Chi - le ricerche non consentono di attribuire con assoluta certezza la felice primogenitura della definizione - decise di accostare il Monza del biennio 1975-1977 al Borussia si basò su una serie di inconfutabili analogie tra i biancoverdineri tedeschi e i biancorossi brianzoli.
A cominciare dalla rapidità dell’azione, dal ritmo sempre molto alto, dalla vocazione spiccatamente offensiva, dalla verticalità della manovra, dalla spettacolarità degli schemi.
Per proseguire con spiccate somiglianze, fisiche e tecniche, tra alcuni giocatori: l’esplosività di Gunter Netzer e Ugo Tosetto in primis. O le ferree marcature di Berti Vogts e Giuliano Vincenzi.
E poi lo stadio. Anche il Sada era piccolo: tanto che i tifosi, per evidenziarne affettuosamente le dimensioni decisamente ridotte, lo chiamavano ‘il pollaio’. ‘Al pulée’ in dialetto monzese.
Anche il Sada era praticamente all’ingresso del centro città e paralizzava pesantemente il traffico. Chi non ricorda le lunghe code sul cavalcavia della stazione prima e dopo le gare?

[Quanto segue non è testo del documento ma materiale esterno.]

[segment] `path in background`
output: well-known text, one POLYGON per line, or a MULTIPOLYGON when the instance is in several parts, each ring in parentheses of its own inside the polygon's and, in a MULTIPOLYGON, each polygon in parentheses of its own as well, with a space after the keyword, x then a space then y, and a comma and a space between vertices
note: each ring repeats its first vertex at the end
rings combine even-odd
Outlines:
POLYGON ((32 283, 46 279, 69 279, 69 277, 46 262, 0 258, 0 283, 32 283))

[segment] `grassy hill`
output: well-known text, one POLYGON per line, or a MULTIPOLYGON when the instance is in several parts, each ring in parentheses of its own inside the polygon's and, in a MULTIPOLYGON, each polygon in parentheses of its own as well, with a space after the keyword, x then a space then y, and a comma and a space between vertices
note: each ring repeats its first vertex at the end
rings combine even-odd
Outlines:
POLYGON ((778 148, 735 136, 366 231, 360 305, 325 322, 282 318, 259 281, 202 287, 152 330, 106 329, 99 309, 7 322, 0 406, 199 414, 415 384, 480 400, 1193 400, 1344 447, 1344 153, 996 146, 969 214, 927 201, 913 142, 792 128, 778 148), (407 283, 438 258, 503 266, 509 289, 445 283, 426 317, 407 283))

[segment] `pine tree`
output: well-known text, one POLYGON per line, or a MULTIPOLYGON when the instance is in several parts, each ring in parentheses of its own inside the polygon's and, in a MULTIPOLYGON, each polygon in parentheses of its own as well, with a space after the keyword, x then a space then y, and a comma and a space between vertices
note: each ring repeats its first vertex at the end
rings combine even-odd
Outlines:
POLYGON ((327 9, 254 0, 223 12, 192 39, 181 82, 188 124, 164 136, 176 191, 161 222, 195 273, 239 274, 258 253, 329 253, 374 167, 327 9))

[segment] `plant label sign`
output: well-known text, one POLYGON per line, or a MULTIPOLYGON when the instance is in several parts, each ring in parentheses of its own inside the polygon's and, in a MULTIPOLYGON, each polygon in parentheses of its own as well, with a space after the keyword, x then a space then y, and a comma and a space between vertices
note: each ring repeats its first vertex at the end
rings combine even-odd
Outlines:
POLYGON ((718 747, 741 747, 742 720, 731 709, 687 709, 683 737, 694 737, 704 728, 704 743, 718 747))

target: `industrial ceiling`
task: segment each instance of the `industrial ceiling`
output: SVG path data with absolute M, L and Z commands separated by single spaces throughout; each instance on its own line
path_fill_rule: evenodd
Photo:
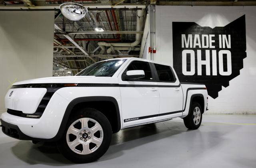
M 64 18 L 60 5 L 73 2 L 88 8 L 85 17 Z M 141 57 L 144 43 L 147 6 L 160 5 L 256 5 L 255 0 L 0 0 L 0 10 L 54 10 L 53 75 L 74 75 L 105 59 Z M 102 28 L 103 32 L 97 32 Z M 145 36 L 145 34 L 144 34 Z M 143 45 L 142 47 L 141 47 Z

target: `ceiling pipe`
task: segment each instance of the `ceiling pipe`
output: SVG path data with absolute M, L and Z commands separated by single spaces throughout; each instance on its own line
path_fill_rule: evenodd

Ma nei due clamorosi campionati del Borussia di Brianza, il Sada ‘registrò questo impressionante, straordinario score: 38 partite, 32 vittorie, 5 pareggi, 1 sconfitta (peraltro del tutto ininfluente in un recupero, al termine della stagione 1975-76). Che numeri… Che orgoglio… Che nostalgia…
Quel grande Monza ha una precisa data di… concepimento: 27 gennaio 1975. Quando il ‘Sciur Giuan’, alias il Presidente Cappelletti accetta le dimissioni di Mario David e affida la squadra ad Alfredo Magni, allenatore della ‘Berretti’ (la Primavera dell’epoca). I biancorossi sono molto lontani dal primo - e unico - posto per la promozione in Serie B, ormai saldo nelle mani del Piacenza. Il girone di ritorno del giovane mister è decisamente positivo con la ciliegina della vittoria (seconda consecutiva) della Coppa Italia di Serie C.

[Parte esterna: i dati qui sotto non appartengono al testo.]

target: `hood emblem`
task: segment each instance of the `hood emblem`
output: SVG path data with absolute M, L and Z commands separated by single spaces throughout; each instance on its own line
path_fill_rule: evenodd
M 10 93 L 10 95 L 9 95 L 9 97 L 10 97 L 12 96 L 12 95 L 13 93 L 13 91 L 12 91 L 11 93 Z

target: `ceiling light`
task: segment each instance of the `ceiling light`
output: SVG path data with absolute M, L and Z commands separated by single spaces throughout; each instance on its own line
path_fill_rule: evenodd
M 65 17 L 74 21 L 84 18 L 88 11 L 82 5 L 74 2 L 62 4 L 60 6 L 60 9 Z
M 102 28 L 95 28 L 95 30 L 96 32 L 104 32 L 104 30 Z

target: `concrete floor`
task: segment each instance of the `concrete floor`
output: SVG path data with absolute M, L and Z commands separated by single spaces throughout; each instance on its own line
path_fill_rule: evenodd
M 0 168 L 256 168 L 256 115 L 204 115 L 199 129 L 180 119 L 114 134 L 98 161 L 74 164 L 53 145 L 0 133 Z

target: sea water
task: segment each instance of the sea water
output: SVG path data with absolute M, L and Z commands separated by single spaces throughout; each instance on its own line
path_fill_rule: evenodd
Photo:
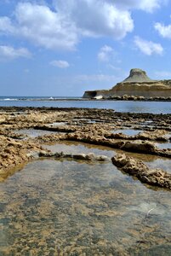
M 171 113 L 169 102 L 85 100 L 79 97 L 0 97 L 0 107 L 111 108 L 117 112 Z
M 72 143 L 56 147 L 115 154 Z M 169 255 L 171 250 L 170 192 L 142 184 L 111 161 L 36 160 L 0 184 L 0 255 Z

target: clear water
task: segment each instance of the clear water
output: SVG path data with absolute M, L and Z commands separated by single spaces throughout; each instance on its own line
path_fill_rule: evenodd
M 113 133 L 123 133 L 128 136 L 134 136 L 142 132 L 142 130 L 134 130 L 134 129 L 120 129 L 120 130 L 113 130 Z
M 7 100 L 9 98 L 9 100 Z M 20 98 L 20 100 L 19 100 Z M 55 97 L 54 97 L 55 98 Z M 0 106 L 111 108 L 118 112 L 171 113 L 169 102 L 87 101 L 69 97 L 0 97 Z M 77 98 L 79 99 L 79 98 Z
M 151 189 L 111 163 L 31 162 L 0 184 L 0 197 L 1 255 L 171 250 L 170 192 Z

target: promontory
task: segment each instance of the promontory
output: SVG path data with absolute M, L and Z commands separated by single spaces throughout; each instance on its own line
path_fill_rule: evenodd
M 130 70 L 129 76 L 109 90 L 86 90 L 83 98 L 171 100 L 171 79 L 152 80 L 139 68 Z

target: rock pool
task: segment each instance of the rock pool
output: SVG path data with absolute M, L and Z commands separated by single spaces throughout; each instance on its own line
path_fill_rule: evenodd
M 114 154 L 85 144 L 62 147 Z M 35 160 L 0 183 L 0 255 L 168 255 L 171 250 L 170 192 L 145 186 L 111 162 Z

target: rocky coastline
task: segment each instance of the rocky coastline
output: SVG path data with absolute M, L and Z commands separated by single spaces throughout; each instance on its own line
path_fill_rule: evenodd
M 152 80 L 144 70 L 133 68 L 129 76 L 109 90 L 87 90 L 83 98 L 128 101 L 170 101 L 171 80 Z
M 170 159 L 171 148 L 160 148 L 157 145 L 157 143 L 171 141 L 170 114 L 118 113 L 94 108 L 3 107 L 0 108 L 0 181 L 34 159 L 69 158 L 83 161 L 111 160 L 122 172 L 135 176 L 142 183 L 171 189 L 169 173 L 151 169 L 127 155 L 128 152 Z M 126 135 L 125 129 L 138 132 Z M 44 133 L 29 137 L 28 131 Z M 122 153 L 109 160 L 105 155 L 95 156 L 91 152 L 53 154 L 46 148 L 47 143 L 63 141 L 107 146 Z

Il mercato, in verità, scontenta i tifosi. Che vedono partire tre autentici cardini: Patrizio Sala (Torino), Roberto ‘Dustin’ Antonelli (Milan) e Francesco Vincenzi (Milan). La società, conscia di perdere talento puro, lavora in silenzio e porta a Monza elementi di categoria: Casagrande, Tosetto, Fasoli, Piacenti, Oliva, Peressin, Beruatto.
Dal 1 agosto 1975, all’Hotel Milano di Brunate, Magni prepara la nuova stagione. E dimostra subito personalità. Una manciata di presenze nella Spal in Serie B sono sufficienti a Gesualdo Piacenti per pretendere la maglia da titolare: il tecnico lo affronta a muso duro e il centrocampista chiede - ottenendola -l’immediata cessione.
Le due delusioni, nel 1973-74 e nel 1974-75, escludono il Monza dalle favorite della vigilia per la promozione: pole position per Alessandria, Cremonese e Mantova.
Partire a fari spenti potrebbe essere un vantaggio.
L’esordio è al Sada, ospite il Trento: Eugenio Gamba firma la vittoria con una indimenticabile sberla da trenta metri. Dopo il pareggio di Casale (1-1 con il primo gol di capitan Sanseverino), i biancorossi esplodono proprio nel mese di ottobre del 1975: 6 successi consecutivi, 13 reti fatte, 1 sola subita. Due delle favorite messe sotto in rapida sequenza (Alessandria a domicilio, Cremonese in trasferta) con memorabili lezioni di calcio e i gol decisivi di ‘Sanse’, ‘mio’ Gigi.
Nel frattempo il Sada si innamora perdutamente delle serpentine, delle finte, dei dribbling, degli spunti, dell’estro di quell’incontenibile numero 7 che risponde al nome di Ugo Tosetto. Il mercato di novembre rende praticamente perfetta una squadra già fortissima: il Milan manda in Brianza il giovane centrocampista Valter De Vecchi mentre lo scambio Braida-Peressin con il Palermo elimina l’unico neo. Ariedo, centravanti di razza, si integra perfettamente con il gruppo.
Cosa che non era riuscita al suo tenebroso precedessore.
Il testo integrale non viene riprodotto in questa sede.